US futures bounce off lows
US stock index futures were sharply higher overnight. This followed a weak session on Friday with price action suggesting a mix of profit-taking and a continued move away from technology stocks. The NASDAQ led the decline, falling 1.7% on Friday, while the S&P 500 dropped 1.1%. There was no hiding away in small caps, as the Russell 2000 lost 1.5%. But the Dow Jones Industrial Average fared better, posting a modest 0.5% drop, highlighting the ongoing shift toward lower-valuation and less tech-heavy areas of the market.

Source: TN Trader
The weakness followed sharp moves lower in several high-profile tech names. Oracle fell 12.7% over the week, while Broadcom shed more than 7% following quarterly results. The former slumped after it missed revenue expectations.
The latter produced a stunning set of quarterly numbers. But investors bailed on concerns that margins may get squeezed over the coming months. They contributed to the 2.3% loss across the S&P 500 technology sector. The S&P’s telecoms sector also fared poorly, losing 3.2% over the week.

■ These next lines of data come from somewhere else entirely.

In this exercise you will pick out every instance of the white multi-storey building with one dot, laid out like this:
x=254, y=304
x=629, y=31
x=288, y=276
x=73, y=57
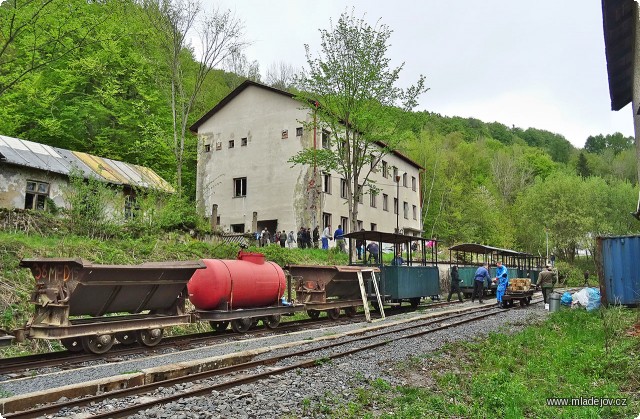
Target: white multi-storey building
x=245, y=180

In contrast, investors were buyers of the Finance and Materials sectors, which were up 2.3% and 2.4% respectively. This tech underperformance reinforced concerns that the AI-driven rally shows signs of cooling, at least in the near term, as investors reassess valuations and earnings momentum. Nvidia, the world’s largest chip designer by market capitalisation, continues to trade around the lower end of a band of support (previously resistance) between $181-$177.
Meanwhile, Tesla has rallied 21% over the last four weeks and is once again closing in on all-time highs. Micron reports tomorrow, and this could help set the tech tone for the rest of the year.

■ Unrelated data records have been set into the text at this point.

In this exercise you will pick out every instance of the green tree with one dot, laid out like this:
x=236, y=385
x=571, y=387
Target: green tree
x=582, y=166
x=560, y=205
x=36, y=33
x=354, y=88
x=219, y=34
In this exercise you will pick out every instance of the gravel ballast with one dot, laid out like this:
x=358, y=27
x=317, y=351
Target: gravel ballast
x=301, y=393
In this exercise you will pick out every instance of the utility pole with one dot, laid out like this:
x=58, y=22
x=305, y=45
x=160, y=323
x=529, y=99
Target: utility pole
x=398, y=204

Economic releases will be central this week, with Non-Farm Payrolls (covering October and November), weekly ADP Payrolls, Retail Sales and Manufacturing and Services PMIs due tomorrow. Then there’s the November CPI report on Thursday. These releases were delayed by the autumn government shutdown and could inject volatility as markets recalibrate macro expectations.

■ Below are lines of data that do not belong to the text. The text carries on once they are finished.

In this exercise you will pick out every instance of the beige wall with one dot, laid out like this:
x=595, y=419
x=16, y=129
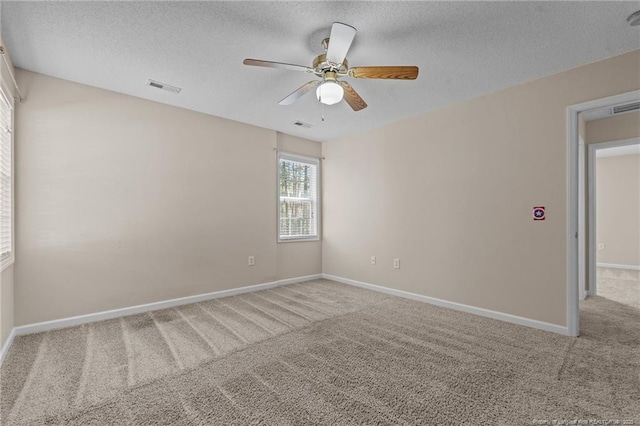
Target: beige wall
x=6, y=304
x=625, y=126
x=6, y=276
x=123, y=201
x=618, y=209
x=451, y=192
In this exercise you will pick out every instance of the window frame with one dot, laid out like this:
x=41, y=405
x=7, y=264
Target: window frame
x=5, y=263
x=283, y=155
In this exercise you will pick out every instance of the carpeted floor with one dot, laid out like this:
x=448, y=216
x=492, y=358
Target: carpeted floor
x=620, y=285
x=324, y=353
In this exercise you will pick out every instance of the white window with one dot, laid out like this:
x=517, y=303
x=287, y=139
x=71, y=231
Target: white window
x=6, y=182
x=298, y=179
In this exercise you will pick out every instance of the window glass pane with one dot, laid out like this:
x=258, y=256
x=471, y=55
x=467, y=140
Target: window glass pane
x=298, y=213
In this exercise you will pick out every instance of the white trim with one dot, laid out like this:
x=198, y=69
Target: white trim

Finally, Fed governors Stephen Miran and John Williams give separate speeches today. Last week, the Federal Reserve cut rates for its third successive meeting, as expected. The Fed Funds rate now has a range of 3.50-3.75%, down from 5.25-5.50% before September 2024. But the US central bank is forecasting a slowdown in monetary policy reduction, with just one 25 basis point cut expected next year.